Again, I'm just trying to stimulate discussion; I don't doubt anything you said. :) Thanks!

Buckeye Surgeon said...

Enrico-
A lot of things can alter the pH. Respiratory and non-anion gap metabolic acidoses don't concern me as much. Review your acid/base physiology books if you still have them. Good questions though. The bads are seen on the CBC with Differential, it won't show up if you just order a CBC.

Anonymous said...

I don't know if anyone will see this as your posts are from last year. I have a 25 year old patient who is 3 days post op and we are still having persistent sinus tachycardia. We have treated pain, fever, volume, etc and still cannot seem to get the HR <125. None of the treating physicians have any ideas, so I am looking for some of my own.
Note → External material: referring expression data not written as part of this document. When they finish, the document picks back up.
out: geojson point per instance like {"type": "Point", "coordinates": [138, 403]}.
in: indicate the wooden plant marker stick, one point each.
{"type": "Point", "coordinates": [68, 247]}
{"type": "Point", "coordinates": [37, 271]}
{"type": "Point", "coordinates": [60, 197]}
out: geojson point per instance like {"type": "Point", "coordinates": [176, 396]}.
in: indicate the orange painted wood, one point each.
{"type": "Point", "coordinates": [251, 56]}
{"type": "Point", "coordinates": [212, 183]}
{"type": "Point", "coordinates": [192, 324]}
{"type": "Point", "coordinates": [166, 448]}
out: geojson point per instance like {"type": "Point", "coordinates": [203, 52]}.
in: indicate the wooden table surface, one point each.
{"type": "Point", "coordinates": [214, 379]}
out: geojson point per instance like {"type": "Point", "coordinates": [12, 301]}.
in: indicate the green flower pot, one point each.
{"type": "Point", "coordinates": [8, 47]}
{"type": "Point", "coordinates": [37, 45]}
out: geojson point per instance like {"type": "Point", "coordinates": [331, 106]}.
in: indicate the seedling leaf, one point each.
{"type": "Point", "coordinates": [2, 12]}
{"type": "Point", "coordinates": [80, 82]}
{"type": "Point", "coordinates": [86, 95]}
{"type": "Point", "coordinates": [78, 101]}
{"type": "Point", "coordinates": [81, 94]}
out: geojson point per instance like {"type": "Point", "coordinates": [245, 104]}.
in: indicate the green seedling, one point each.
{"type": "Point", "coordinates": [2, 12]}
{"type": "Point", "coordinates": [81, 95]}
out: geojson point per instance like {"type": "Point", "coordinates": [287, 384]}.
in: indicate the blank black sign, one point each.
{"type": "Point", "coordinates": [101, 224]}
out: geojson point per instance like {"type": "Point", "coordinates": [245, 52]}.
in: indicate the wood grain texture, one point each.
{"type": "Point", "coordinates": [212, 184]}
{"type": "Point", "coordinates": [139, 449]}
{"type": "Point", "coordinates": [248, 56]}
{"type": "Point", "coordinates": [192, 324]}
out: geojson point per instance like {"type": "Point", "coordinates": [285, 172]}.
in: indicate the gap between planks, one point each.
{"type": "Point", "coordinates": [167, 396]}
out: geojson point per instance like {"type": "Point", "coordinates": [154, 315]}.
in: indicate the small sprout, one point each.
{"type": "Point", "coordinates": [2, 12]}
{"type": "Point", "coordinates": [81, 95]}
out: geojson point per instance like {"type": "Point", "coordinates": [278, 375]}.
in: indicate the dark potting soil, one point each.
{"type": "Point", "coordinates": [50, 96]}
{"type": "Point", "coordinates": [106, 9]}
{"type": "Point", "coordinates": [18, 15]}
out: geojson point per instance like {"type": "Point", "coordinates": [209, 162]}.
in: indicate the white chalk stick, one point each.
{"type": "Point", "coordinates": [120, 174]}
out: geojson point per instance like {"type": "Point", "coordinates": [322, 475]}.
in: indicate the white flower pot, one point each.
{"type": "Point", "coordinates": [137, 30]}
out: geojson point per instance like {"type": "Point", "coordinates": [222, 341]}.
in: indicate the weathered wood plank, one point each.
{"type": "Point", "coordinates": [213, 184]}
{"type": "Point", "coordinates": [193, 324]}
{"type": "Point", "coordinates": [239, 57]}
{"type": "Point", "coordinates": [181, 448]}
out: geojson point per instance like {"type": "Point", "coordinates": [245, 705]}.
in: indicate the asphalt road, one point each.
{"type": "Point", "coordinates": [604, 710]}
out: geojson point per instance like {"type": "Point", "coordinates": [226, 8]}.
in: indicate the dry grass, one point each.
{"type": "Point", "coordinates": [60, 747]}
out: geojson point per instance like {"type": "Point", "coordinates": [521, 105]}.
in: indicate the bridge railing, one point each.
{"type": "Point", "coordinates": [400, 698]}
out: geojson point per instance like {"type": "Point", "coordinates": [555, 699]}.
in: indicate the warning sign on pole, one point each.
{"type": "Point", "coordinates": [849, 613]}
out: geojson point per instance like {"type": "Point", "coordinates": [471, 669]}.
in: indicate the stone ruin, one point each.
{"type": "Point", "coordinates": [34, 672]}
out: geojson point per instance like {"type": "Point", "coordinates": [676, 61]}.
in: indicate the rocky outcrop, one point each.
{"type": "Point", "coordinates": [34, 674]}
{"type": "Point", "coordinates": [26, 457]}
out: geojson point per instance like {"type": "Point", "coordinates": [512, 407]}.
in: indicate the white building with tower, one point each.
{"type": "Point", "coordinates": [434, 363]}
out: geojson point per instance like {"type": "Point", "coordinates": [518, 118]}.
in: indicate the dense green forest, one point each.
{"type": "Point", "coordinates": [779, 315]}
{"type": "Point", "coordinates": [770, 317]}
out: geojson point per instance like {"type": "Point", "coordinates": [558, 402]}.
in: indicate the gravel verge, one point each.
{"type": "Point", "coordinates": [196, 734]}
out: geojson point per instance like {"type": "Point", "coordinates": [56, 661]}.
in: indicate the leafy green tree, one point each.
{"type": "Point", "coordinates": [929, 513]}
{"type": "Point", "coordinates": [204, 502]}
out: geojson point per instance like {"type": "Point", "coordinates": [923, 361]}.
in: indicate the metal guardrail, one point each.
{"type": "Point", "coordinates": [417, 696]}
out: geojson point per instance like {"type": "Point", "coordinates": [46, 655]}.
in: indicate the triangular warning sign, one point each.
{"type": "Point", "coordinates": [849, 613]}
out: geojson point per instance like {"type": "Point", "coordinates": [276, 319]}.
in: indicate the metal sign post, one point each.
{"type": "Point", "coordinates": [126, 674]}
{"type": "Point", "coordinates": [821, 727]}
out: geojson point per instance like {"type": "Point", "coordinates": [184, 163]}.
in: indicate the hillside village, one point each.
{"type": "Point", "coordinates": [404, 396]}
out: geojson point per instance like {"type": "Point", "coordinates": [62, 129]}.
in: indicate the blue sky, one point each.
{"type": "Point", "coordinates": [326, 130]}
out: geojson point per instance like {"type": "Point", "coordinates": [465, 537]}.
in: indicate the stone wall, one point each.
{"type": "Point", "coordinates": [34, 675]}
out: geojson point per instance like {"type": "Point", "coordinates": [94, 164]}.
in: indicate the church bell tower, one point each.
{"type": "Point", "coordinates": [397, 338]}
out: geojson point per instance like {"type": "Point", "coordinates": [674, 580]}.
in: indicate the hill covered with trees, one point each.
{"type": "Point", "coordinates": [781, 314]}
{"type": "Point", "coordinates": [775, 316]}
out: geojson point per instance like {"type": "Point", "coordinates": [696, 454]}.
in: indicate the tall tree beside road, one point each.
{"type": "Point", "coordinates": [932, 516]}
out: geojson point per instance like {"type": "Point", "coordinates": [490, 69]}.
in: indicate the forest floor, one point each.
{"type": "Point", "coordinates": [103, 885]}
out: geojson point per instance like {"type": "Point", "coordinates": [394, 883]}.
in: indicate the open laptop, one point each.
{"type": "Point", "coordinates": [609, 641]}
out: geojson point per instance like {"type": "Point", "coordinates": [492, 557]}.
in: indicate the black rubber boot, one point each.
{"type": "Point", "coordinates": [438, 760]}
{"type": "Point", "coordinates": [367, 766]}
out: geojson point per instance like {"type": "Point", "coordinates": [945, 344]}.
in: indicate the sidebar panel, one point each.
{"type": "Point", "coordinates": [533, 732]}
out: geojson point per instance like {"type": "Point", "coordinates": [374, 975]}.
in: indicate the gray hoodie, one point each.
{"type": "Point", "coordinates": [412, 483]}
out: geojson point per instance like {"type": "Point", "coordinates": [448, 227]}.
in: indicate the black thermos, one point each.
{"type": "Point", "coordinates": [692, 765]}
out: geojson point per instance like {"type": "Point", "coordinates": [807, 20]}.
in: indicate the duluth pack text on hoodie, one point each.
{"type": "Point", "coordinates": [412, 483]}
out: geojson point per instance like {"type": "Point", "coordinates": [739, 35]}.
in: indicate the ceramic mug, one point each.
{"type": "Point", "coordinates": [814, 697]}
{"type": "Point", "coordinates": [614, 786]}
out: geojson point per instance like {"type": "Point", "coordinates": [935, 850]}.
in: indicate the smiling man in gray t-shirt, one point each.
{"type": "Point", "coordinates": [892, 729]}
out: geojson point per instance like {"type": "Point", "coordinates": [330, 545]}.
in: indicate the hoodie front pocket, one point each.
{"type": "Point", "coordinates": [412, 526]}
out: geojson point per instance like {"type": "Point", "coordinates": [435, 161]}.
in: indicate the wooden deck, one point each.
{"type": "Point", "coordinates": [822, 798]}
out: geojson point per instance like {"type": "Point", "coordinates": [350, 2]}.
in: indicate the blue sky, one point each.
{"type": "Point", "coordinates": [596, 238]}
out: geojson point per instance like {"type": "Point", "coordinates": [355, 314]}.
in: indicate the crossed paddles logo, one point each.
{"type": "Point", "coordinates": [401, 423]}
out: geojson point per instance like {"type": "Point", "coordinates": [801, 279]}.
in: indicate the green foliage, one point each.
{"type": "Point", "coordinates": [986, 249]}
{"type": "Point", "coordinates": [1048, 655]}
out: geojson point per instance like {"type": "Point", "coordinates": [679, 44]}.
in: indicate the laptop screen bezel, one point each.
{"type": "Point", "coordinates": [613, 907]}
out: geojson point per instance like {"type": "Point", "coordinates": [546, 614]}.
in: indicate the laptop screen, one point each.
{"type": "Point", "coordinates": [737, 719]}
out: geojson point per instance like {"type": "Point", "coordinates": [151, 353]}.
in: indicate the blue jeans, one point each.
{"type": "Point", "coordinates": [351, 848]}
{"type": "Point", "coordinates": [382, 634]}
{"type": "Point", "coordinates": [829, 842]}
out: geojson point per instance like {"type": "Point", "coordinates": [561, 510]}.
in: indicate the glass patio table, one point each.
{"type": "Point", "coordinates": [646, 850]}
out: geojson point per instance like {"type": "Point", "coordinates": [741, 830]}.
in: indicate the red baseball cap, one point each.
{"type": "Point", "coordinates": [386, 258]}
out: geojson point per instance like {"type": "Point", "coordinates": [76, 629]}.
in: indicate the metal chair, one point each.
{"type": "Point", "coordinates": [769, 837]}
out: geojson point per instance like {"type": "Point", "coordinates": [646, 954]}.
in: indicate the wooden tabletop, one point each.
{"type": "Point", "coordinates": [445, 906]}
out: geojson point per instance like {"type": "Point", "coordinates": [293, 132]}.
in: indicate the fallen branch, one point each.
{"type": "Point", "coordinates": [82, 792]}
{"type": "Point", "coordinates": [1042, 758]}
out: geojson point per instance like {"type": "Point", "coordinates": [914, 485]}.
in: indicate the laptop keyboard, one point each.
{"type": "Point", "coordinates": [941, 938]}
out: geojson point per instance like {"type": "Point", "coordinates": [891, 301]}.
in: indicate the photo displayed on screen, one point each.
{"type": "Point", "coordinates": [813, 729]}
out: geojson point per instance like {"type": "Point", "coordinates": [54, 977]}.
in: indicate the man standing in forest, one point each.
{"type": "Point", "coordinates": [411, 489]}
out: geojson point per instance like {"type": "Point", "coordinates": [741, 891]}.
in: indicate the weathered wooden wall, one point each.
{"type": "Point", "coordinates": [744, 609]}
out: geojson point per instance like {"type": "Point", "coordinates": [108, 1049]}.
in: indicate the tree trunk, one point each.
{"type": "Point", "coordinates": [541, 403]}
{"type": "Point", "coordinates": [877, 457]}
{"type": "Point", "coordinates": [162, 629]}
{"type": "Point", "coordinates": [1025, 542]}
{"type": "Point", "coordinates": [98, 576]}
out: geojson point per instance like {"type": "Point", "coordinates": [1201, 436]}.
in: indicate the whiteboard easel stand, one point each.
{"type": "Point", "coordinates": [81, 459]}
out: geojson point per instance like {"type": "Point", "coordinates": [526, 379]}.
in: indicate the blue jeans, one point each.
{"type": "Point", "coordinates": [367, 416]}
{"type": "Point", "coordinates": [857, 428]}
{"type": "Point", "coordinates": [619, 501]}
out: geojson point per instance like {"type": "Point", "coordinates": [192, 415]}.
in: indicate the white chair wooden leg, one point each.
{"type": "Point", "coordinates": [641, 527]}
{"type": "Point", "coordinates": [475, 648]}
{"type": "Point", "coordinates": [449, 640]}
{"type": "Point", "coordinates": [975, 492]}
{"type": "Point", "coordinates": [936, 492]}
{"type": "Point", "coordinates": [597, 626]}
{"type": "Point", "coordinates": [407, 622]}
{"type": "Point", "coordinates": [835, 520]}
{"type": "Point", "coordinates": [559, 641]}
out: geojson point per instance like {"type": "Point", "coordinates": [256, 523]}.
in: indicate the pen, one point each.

Thanks, concerned nurse.

Buckeye Surgeon said...

What was the operation? Is he acidotic? Anemic? I always worry about PE in cases of unexplained tachycardia.

Anonymous said...

Cute.

Alex said...

First let me say I often quote Dr. Doolas, too. On his last day operating, I steppex on the headlight cord he was dragging behind him, wrenching his head back. He said, "Are you trying to kill me?" in the deepest baritone voice. As an intern, killing Dr. Doolas would have killed me.
Second, the suggestion of PE in a post-op tachy patient isn't "cute" it's potentially life-saving advice.
Third, thanks for the interesting post.
from - a fellow non-academic (rural) general surgeon.

DHS said...

This is a long time past, but I like lactate - many modern gas machines will run a lactate alongside the basic biochem panel on the machine, so it is often one of the first labs to come back.